Uit het proces-verbaal rijden onder invloed van 29 oktober 2018 volgt dat bij verdachte op 22 september 2018 bloed is afgenomen conform het Besluit. Uit het medische rapport drugs in het verkeer van 18 oktober 2018 volgt dat de bij verdachte afgenomen bloedmonsters door het laboratorium zijn ontvangen op 4 oktober 2018. Het hof stelt vast dat tussen de bloedafname bij verdachte en de ontvangst van de bloedmonsters in het laboratorium acht werkdagen zijn verstreken.

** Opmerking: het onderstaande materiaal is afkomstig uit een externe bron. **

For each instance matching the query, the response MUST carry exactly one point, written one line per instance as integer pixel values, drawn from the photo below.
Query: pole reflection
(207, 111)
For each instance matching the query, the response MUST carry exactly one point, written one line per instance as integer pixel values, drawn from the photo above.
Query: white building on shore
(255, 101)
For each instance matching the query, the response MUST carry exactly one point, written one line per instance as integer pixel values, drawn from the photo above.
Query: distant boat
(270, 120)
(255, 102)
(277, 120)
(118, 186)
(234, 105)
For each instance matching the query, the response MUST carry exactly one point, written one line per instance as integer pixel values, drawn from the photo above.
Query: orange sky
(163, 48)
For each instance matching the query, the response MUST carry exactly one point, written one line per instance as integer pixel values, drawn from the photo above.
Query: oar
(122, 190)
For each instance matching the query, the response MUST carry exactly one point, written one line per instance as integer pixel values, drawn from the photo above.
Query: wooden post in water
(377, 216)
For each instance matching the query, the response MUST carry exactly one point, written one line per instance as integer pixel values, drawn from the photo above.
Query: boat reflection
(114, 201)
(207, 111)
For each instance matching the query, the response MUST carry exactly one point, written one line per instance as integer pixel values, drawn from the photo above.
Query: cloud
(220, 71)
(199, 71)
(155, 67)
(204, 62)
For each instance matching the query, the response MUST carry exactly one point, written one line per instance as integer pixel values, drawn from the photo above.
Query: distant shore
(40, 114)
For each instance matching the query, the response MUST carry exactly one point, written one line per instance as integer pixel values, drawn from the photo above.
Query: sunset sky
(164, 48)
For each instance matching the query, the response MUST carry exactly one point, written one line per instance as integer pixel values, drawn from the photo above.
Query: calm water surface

Het hof concludeert op basis daarvan dat niet is voldaan aan voornoemde waarborg uit artikel 13, eerste lid onder d, van het Besluit, nu de bloedmonsters niet ten spoedigste naar het daarvoor aangewezen laboratorium zijn gezonden. Voorts is daarmee niet voldaan aan de voorwaarden die worden gesteld aan een onderzoek in de zin van artikel 8, vijfde lid, WVW.
Het hof heeft in dat oordeel mede betrokken dat de werkwijze met betrekking tot het door de politie direct na de afname bewaren van het bloed en de verzending van het bloed pas met ingang van 1 januari 2019 is veranderd, en dat het dossier geen informatie bevat waaruit blijkt onder welke condities de bloedmonsters tussen 22 september 2018 en 4 oktober 2018 zijn opgeslagen en vervoerd.
Voorgaande leidt ertoe dat het resultaat van dit bloedonderzoek niet tot het bewijs kan worden gebezigd, waardoor het hof verdachte van het tenlastegelegde feit zal vrijspreken.

BESLISSING

Het hof:
Vernietigt het vonnis waarvan beroep en doet opnieuw recht:
Verklaart niet bewezen dat de verdachte het tenlastegelegde heeft begaan en spreekt de verdachte daarvan vrij.
Aldus gewezen door
mr. O. Anjewierden, voorzitter,
mr. J. Hielkema en mr. M.C. van Linde, raadsheren,
in tegenwoordigheid van mr. M.F. Bijlsma, griffier,
en op 9 mei 2023 ter openbare terechtzitting uitgesproken.